Mais de manière plus concrète encore, ce sont les corps qui finissent par subir. La prégnance de la douleur est incontournable dans cet univers. Souffrance morale, mais également physique. Les corps sont atteints. Du délabrement intégral dans Les Amants du Pont-Neuf à la surdité comique de l’oreille gauche de la copine de Denis Lavant, source de quiproquo (Boy meets girl), les organismes ne s’en sortent jamais intacts.

Ces blessures mentales et corporelles sont transcendées par de nombreux plans de coupe qui mettent en exergue et brandissent ces postures abîmées, créant presque des icônes de la souffrance. La vie boxe irrésistiblement tous ses personnages, Carax s’émeut de leur résistance acharnée et nous la transmet magnifiée. Certes, ce romantisme entêté peut parfois être irritant (les skis à travers le pare brise dans Mauvais sang; Denis Lavant qui jette sa chaussure dans la Seine plutôt qu’un pavé dans Les Amants du Pont-Neuf) lorsqu’il devient trop superficiel et gratuit, ou quand il s’escrime à plaquer de la beauté là où elle n’est décidément pas. Mais le ton extrêmement lyrique de ce cinéma s’accorde parfaitement à la perception d’une beauté extérieure artificielle, issue de la touchante tristesse intérieure des personnages.

L’expression externe de l’intimité de ces personnages occupe tout l’espace du cinéma de Leos Carax. L’ensemble de son dispositif cinématographique est voué à exposer cette sentimentalité intérieure de manière exclusive : gros plans sur les yeux, sur certaines parties du corps, sur des gestes signifiants; voix-off; postures expressionnistes. Denis Lavant dans Mauvais sang est ventriloque, il parle de l’intérieur. Les lieux d’habitation, clos par des vitres, sont des espaces d’exposition (le magasin de Mauvais sang, l’appartement de Mireille Perrier dans Boy meets girl) où les personnages sont mis à nu et offerts au regard extérieur. Sans cesse, les personnages sont poursuivis par le reflet de leur image (vitres, glaces, etc.).

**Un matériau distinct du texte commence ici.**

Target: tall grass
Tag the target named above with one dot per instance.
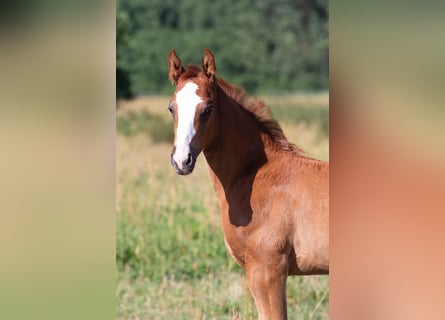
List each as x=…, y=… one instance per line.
x=170, y=254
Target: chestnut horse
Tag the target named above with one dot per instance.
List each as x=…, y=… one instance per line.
x=274, y=200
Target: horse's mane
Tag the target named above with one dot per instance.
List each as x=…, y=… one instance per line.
x=260, y=111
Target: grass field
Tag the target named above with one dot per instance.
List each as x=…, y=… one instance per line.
x=170, y=254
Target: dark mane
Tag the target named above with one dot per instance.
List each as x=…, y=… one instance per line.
x=262, y=114
x=256, y=107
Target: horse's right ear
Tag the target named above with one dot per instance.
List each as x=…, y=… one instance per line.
x=175, y=68
x=208, y=65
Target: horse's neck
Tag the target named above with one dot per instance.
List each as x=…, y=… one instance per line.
x=239, y=148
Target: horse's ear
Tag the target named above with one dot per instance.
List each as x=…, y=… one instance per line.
x=175, y=68
x=208, y=65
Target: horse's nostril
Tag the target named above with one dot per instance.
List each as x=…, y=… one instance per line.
x=189, y=160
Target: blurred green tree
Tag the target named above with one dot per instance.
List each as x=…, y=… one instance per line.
x=262, y=45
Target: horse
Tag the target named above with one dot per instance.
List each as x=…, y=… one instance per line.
x=274, y=200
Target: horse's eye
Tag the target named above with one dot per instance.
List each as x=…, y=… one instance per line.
x=207, y=110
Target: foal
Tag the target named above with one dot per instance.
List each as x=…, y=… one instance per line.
x=274, y=200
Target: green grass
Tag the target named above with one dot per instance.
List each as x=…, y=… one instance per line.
x=142, y=121
x=170, y=254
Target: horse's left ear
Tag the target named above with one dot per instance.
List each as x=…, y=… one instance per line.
x=208, y=65
x=175, y=68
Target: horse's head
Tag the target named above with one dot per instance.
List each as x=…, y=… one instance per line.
x=193, y=109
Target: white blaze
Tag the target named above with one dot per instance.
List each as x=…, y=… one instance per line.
x=187, y=101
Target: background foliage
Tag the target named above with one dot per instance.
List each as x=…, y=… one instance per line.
x=262, y=45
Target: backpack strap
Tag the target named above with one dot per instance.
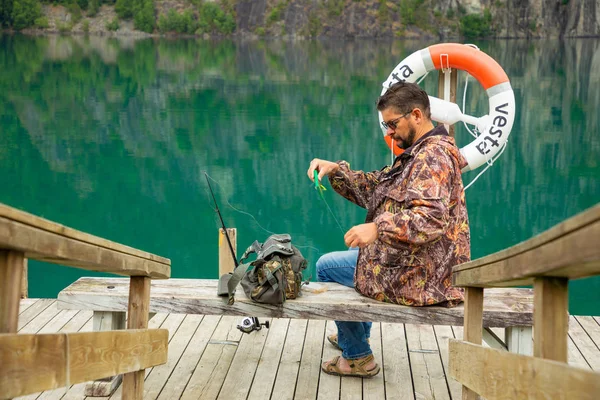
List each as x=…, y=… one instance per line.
x=231, y=282
x=253, y=248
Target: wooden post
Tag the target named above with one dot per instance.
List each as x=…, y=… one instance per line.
x=444, y=78
x=105, y=321
x=24, y=281
x=226, y=263
x=550, y=318
x=11, y=273
x=473, y=326
x=139, y=305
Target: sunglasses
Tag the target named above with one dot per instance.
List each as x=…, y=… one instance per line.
x=394, y=122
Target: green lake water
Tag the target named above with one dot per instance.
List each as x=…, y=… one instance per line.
x=111, y=137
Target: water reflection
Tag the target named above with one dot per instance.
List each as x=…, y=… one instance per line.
x=110, y=136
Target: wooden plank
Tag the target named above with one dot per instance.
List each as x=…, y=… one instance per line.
x=157, y=379
x=34, y=311
x=519, y=339
x=329, y=385
x=443, y=334
x=576, y=359
x=208, y=378
x=574, y=223
x=226, y=262
x=310, y=365
x=289, y=365
x=32, y=363
x=262, y=385
x=502, y=307
x=190, y=358
x=398, y=379
x=25, y=304
x=25, y=281
x=106, y=321
x=73, y=325
x=51, y=247
x=590, y=327
x=16, y=215
x=61, y=319
x=11, y=274
x=473, y=330
x=497, y=374
x=170, y=322
x=551, y=319
x=425, y=362
x=109, y=321
x=572, y=255
x=40, y=320
x=584, y=343
x=241, y=373
x=374, y=389
x=137, y=318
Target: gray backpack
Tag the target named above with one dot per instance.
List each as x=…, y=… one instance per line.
x=274, y=277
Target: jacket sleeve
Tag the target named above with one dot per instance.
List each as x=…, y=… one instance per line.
x=356, y=186
x=417, y=211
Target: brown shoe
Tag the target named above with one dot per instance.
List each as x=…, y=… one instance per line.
x=333, y=340
x=357, y=367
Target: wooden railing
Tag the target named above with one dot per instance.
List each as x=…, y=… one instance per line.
x=31, y=363
x=567, y=251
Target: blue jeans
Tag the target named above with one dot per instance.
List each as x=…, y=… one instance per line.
x=339, y=267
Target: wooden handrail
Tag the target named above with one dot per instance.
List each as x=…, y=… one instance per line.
x=497, y=374
x=33, y=363
x=16, y=215
x=43, y=240
x=569, y=250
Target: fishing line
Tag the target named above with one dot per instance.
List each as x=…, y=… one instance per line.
x=255, y=220
x=332, y=214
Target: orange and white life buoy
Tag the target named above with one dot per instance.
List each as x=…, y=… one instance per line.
x=494, y=127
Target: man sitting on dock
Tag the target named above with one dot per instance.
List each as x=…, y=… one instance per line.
x=416, y=227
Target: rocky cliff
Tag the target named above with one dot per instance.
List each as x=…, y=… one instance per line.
x=407, y=18
x=364, y=18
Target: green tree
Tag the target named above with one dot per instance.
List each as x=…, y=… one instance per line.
x=476, y=26
x=144, y=19
x=124, y=8
x=6, y=7
x=25, y=12
x=213, y=19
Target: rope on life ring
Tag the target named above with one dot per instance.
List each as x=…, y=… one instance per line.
x=494, y=127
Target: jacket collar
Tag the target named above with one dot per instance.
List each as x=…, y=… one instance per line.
x=439, y=130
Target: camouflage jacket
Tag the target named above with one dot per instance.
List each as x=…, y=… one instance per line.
x=418, y=205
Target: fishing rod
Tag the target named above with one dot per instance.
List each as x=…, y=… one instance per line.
x=248, y=324
x=222, y=222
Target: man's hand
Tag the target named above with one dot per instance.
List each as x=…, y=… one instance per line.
x=323, y=167
x=361, y=235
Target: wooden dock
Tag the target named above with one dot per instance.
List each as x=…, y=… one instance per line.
x=210, y=359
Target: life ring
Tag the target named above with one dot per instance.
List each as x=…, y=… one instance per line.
x=494, y=127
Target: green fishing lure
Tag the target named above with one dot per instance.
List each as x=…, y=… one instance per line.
x=318, y=185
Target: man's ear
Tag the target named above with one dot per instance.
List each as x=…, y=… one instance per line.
x=418, y=114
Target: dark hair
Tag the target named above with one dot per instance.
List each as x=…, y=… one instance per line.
x=405, y=97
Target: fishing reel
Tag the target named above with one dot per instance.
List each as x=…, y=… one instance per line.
x=250, y=324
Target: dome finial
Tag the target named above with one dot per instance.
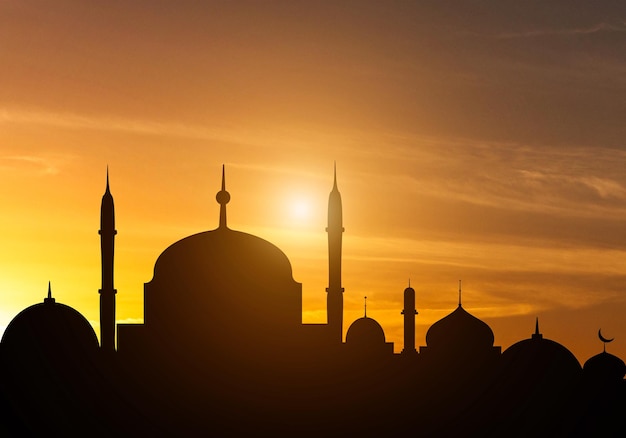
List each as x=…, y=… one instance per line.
x=49, y=299
x=537, y=325
x=222, y=198
x=107, y=179
x=537, y=334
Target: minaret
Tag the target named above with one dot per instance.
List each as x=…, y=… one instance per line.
x=334, y=303
x=409, y=313
x=107, y=293
x=223, y=197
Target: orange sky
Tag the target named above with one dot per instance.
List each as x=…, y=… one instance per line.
x=474, y=141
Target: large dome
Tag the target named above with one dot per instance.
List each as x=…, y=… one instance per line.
x=224, y=247
x=461, y=330
x=540, y=359
x=49, y=330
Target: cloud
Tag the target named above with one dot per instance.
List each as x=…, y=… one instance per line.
x=24, y=163
x=597, y=28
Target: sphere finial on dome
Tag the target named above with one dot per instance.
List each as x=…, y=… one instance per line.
x=223, y=197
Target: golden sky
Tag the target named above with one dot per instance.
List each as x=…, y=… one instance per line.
x=481, y=141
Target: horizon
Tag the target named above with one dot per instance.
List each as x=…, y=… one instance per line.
x=482, y=144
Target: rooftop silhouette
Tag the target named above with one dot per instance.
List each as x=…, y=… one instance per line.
x=223, y=352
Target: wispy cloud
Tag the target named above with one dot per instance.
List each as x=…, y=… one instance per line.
x=597, y=28
x=38, y=164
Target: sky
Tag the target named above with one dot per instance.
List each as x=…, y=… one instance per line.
x=480, y=141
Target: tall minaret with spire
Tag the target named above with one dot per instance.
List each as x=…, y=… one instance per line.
x=409, y=313
x=223, y=197
x=334, y=303
x=107, y=292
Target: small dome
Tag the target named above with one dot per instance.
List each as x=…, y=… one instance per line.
x=49, y=330
x=365, y=331
x=460, y=329
x=605, y=366
x=541, y=358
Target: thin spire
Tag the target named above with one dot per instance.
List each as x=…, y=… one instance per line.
x=537, y=325
x=537, y=334
x=223, y=178
x=49, y=299
x=222, y=198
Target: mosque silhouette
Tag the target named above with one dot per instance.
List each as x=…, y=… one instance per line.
x=223, y=352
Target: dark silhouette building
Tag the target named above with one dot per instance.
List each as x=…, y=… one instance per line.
x=223, y=352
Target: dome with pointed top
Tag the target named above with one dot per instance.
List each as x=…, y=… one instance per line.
x=460, y=329
x=540, y=360
x=49, y=330
x=365, y=331
x=219, y=290
x=605, y=366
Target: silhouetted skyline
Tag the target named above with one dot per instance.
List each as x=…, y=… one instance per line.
x=475, y=142
x=223, y=351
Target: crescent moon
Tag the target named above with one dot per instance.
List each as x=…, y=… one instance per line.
x=602, y=338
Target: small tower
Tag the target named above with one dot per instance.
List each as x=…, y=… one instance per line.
x=334, y=303
x=409, y=313
x=107, y=292
x=223, y=197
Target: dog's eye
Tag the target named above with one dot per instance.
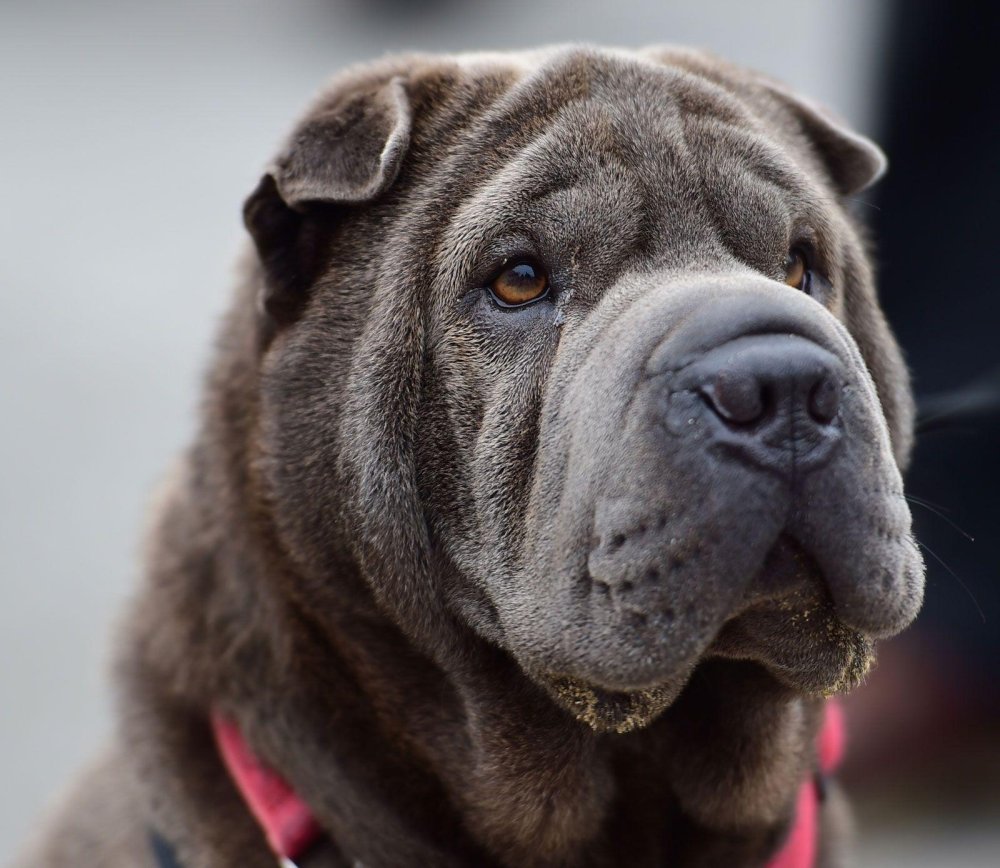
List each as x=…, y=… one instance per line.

Ce lyrisme, puisé dans un ancrage réaliste et objet d’un traitement romantique, s’exprime par une artificialité générale revendiquée. La matérialité des films de ce cinéaste est intégralement consacrée à l’expression lyrique. Leur traitement esthétique tend vers la mise en scène introspective d’un espace mental virtuel, évocation figurative d’un univers intérieur abstrait. Il s’appuie sur des décors, ouvertement artificiels et irréalistes, au service de cette actualisation figurative. Les dialogues, concis et directs, proviennent directement de la conscience des personnages, et sont transmis, tels quels, de l’un à l’autre, sans aucune mise en forme liée à l’expression orale, sans intention rhétorique non plus. Le montage, lui même elliptique -parfois une ellipse de quelques secondes seulement-, se concentre sur l’essentiel, créant un réel décalage avec l’impression de réalité attendue généralement.
L’action des films, construite sur des situations où le plus souvent tout réalisme est écarté, devient ainsi le porte-parole d’une poésie lyrique, tour à tour jubilatoire (la séquence de ski nautique sur la Seine, véritable concrétisation de l’espace mental, à ce moment-là, joyeusement délirant des protagonistes) ou tragique (la rencontre sur les quais de Seine de trois incompréhensions : l’homme, sa femme qui le quitte, et l’ami-amant).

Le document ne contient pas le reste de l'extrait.